カラフルをテーマに、華やかに盛り上がった第72回紅白歌合戦。ですが、世帯視聴率は第1部=31.5%、第2部=34.3%(いずれも関東、ビデオリサーチ調べ)で、2部が過去最低だったことが話題になっています。
上白石萌音の控えめな演出が、逆に目立った
そんな中、初出場した上白石萌音(23)の、堂に入ったナチュラル感が印象に残りました。 昨年リリースしたシングル『夜明けを口ずさめたら』を、ピアノと弦楽器によるアレンジで披露。淡いトーンの衣装に、ごくごく控えめな照明は、ややもすると地味で終わってしまいそうなほど、慎ましい演出でした。
けれども、これが色彩を強調しまくった番組の中で、かえって存在を際立たせたから面白い。四方をフラワーアレンジメントで埋め尽くしたステージに、色とりどりの衣装で登場する出演者と司会陣。こうして色彩同士がケンカしあう状況で、上白石萌音だけは色の渦に埋もれずに済んだように思います。
上白石萌音「夜明けをくちずさめたら」収録のアルバム『note』(Universal Music)
歌にもあらわれていた絶妙な安定感
そのナチュラル感は、彼女の歌にもあらわれていました。才気走っているわけでもなければ、おぼつかないわけでもない。上手だとちやほやされたり、下手を理由に叩かれる心配もない、絶妙な安定感。
こう書くと、とてもつまらない歌のように感じるかもしれませんが、決してそうではありませんでした。上白石萌音という歌手は、安定したアベレージの中で、きっちりと緊張感を生み出せるのです。
最初から一本調子で力を込めるのではなく、どこでエネルギーを使うべきかの判断が優れている。
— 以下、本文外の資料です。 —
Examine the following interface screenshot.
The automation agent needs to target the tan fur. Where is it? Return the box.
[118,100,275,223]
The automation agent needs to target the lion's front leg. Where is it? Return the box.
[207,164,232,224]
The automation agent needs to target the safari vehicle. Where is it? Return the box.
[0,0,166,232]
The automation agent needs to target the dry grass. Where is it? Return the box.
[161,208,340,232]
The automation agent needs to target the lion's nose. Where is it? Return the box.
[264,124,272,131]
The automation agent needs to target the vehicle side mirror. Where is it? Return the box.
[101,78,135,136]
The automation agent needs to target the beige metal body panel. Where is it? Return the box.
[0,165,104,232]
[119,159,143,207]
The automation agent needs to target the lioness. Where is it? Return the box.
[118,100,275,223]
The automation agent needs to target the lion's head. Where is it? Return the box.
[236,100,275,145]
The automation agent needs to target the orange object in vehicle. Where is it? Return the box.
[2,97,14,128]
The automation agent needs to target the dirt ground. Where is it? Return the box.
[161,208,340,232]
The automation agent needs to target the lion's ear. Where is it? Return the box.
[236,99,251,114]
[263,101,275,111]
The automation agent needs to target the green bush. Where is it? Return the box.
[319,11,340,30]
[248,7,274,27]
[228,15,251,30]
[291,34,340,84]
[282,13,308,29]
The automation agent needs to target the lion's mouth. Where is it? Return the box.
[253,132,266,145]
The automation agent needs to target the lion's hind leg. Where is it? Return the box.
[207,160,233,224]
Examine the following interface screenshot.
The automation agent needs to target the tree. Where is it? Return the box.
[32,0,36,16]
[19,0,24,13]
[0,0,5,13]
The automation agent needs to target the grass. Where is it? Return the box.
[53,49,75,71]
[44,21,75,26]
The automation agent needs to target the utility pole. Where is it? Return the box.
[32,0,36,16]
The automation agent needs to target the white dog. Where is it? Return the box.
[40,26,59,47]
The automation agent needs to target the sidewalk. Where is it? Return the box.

『夜明けを口ずさめたら』ならば、サビ前の転調から<みんな月をみてる 誰かを想いながら>を、ギリギリの全力感で押し出す。その後の<いつの日かとなりに座って 夜明けを口ずさめたら>では、トーンを落とす。音楽を文脈としてとらえ、強弱をつけることで、曲がピリッと締まるのですね。